History of St. Patrick
The story of St. Patrick starts in 5th century Britain where a 16-year-old boy, whose name was Maewyn Succat, was kidnapped from his family by Irish marauders. He remained a shepherd slave for six years until a bishop directed him to escape. Upon his return to Britain, he was beckoned by visions to help the people of Ireland. So he took his vows, became a priest and adopted the Christian name Patrick. In 432 A.D. he returned to Ireland on a mission, converting the Irish to Christianity, while helping to build schools and monasteries along Ireland’s north and west coasts.
A popular myth has Patrick driving the snakes out of Ireland; Truth is, there were never snakes on the island. This is probably a metaphor for Patrick’s cleansing the island of Paganism. Another myth involves Patrick using the shamrock to teach the Holy Trinity. This legend is possible although Patrick never wrote about it in his autobiography The Confession.
National Holiday in America
So why does the holiday fall on March 17th? Supposedly, this day marks the day that Patrick died in 461 A.D. Since then, Irish-Christians have marked the anniversary as a holy day.
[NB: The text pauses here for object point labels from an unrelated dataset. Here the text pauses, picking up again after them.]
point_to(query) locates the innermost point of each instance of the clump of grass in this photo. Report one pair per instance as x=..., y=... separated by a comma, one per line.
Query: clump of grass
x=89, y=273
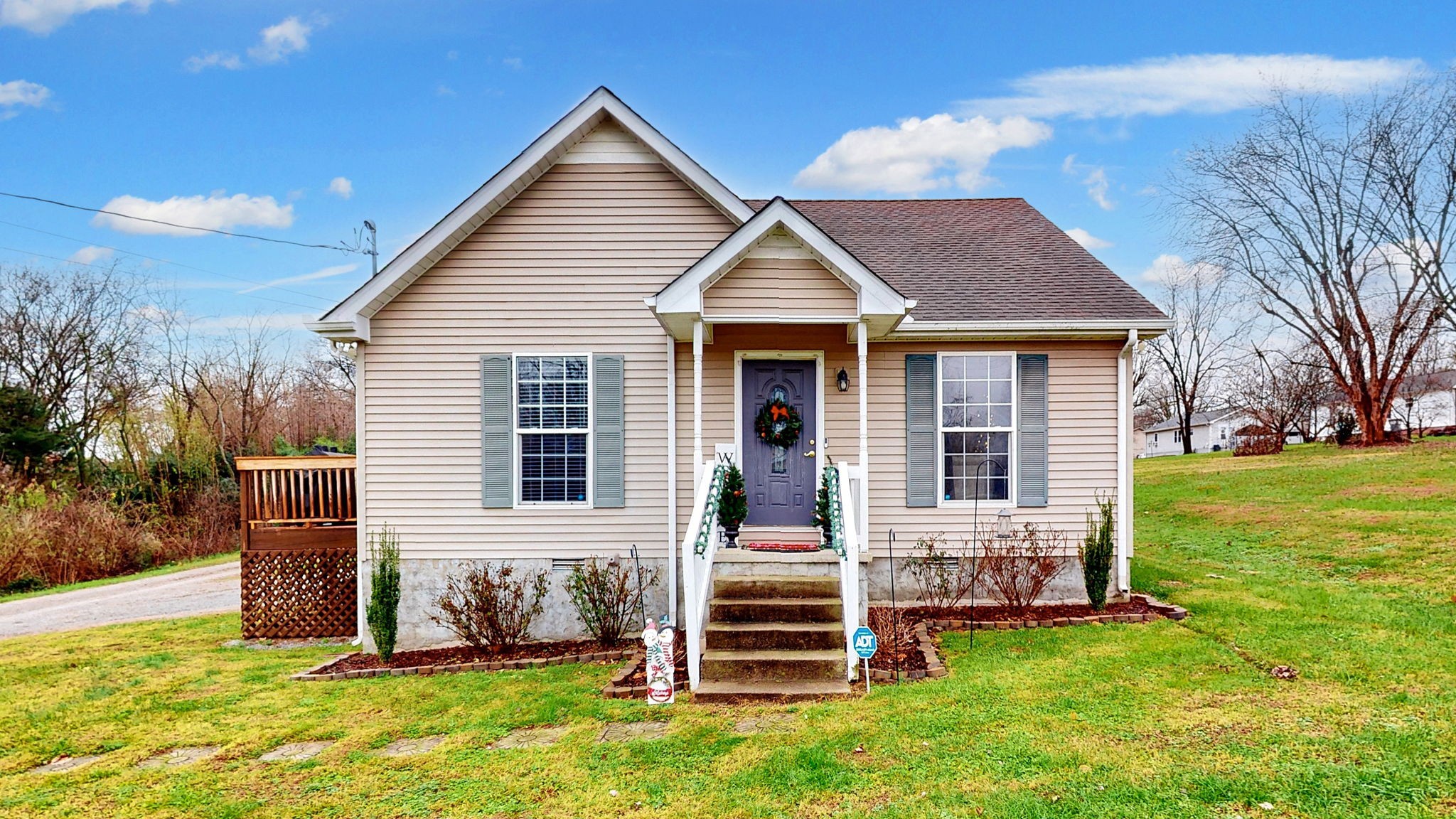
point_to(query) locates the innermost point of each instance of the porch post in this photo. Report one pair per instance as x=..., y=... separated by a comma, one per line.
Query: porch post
x=864, y=402
x=698, y=398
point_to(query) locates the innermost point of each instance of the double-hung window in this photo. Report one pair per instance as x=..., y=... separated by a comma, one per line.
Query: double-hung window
x=552, y=427
x=978, y=424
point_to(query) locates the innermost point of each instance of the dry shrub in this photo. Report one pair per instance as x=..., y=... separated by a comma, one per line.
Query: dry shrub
x=1022, y=566
x=488, y=606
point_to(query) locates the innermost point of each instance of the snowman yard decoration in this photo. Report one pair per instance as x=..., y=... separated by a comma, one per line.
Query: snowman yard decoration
x=660, y=690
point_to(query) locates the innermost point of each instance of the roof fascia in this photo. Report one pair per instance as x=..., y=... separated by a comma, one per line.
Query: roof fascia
x=514, y=178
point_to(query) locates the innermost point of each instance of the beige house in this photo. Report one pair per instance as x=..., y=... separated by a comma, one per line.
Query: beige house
x=561, y=365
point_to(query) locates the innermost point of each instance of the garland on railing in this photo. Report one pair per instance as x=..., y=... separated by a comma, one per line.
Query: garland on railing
x=836, y=510
x=705, y=527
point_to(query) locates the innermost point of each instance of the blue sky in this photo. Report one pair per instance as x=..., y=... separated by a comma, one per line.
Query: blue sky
x=299, y=120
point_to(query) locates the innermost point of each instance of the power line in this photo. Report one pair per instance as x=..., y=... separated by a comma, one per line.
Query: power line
x=166, y=261
x=146, y=277
x=183, y=226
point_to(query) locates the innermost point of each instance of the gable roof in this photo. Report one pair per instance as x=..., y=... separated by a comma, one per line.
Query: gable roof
x=980, y=261
x=348, y=321
x=685, y=295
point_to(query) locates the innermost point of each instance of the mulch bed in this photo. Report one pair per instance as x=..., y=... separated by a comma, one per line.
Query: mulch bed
x=468, y=659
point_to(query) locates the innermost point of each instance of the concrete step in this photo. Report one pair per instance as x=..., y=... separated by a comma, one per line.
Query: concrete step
x=768, y=636
x=761, y=587
x=776, y=609
x=774, y=665
x=779, y=535
x=786, y=691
Beginning in the Middle Ages, Irish Catholics would close shop and attend services to honor the Feast of St. Patrick. Then it was time to party. The holiday falls during Lent, the season before Easter when Catholics give up their vices as penance. The Feast of St. Patrick was a one-day reprieve from Lent, a day when Irishmen could down a pint or two of ale. However, this custom really took off. The first St. Patrick’s Day celebration in Colonial America occurred in Boston in 1737 with a parade organized by the Irish Society; New York City followed in 1762. Today, New York’s parade down 5th Avenue is America’s largest and rowdiest St. Patrick’s Day tradition.
Corned beef and cabbage
During the 1840’s, while Ireland was starving from the potato famine, millions of Irish were forced to leave the country. The mass migration sent the Irish to Canada, Australia and America. Once the Irish settled in their new countries, they brought along many old customs and invented a few new ones. In the United States, it became customary to wear green on St. Patrick’s Day. Near the end of the 19th century, the smell of corned beef was pouring from Irish-American neighborhoods. The traditional Irish meal had been boiled bacon and potatoes, but in The States, immigrants purchased a cheap cut of beef, tenderize it with brine and slow cook it with cabbage. This dish remains to be a delicious St. Paddy’s Day tradition.
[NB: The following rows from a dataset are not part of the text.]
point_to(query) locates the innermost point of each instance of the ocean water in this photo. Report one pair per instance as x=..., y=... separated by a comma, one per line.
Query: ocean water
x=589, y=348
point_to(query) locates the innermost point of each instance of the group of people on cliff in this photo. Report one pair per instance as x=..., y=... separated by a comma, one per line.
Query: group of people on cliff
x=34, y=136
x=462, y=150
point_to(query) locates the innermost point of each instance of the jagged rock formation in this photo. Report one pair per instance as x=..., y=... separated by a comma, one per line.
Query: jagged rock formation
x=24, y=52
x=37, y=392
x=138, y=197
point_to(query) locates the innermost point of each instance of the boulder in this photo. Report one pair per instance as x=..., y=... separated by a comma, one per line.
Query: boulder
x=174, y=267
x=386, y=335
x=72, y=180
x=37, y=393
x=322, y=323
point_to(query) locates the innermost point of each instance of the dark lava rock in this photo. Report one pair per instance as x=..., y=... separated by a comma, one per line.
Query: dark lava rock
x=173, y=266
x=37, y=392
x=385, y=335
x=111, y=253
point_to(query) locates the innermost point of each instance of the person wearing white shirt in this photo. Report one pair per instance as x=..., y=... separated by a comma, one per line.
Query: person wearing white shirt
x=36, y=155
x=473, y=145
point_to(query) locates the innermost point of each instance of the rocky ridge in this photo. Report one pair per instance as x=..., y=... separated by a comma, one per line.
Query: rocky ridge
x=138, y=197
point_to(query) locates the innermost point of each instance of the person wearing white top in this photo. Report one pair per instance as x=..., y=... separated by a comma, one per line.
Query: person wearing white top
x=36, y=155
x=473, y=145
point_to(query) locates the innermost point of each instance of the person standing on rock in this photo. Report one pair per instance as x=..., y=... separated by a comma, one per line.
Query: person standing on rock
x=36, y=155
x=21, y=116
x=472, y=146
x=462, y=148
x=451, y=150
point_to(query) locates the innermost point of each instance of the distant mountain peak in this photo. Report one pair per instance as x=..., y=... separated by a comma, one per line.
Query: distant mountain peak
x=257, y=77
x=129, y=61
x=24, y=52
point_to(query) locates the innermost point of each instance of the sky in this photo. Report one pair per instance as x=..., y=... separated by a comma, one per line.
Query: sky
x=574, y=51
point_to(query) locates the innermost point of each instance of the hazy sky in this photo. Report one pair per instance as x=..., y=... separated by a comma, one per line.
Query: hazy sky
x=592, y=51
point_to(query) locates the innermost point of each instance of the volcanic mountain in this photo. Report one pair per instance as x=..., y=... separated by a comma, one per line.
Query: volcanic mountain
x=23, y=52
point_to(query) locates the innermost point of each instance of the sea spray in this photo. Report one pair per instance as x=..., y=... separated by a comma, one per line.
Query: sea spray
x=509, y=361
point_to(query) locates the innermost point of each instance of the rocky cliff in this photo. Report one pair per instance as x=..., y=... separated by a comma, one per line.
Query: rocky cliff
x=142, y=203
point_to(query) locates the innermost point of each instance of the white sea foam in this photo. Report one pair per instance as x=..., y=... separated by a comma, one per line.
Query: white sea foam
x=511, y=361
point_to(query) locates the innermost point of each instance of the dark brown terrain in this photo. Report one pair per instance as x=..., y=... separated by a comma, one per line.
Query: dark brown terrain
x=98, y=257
As the Irish in America gained influence in politics and culture, their exclusive holiday became a nationally recognized celebration. And it all began more than 1,500 years ago, when a young boy was torn from his family in Britain! Little did Patrick know, his life would inspire food, parades and the hoisting of a few pints to honor this special day!
So, this St. Patrick’s Day be sure to raise a pint to St. Patrick. And as always, make sure that you enjoy responsibly and have a safe ride home so that you can enjoy it again next year. Sláinte!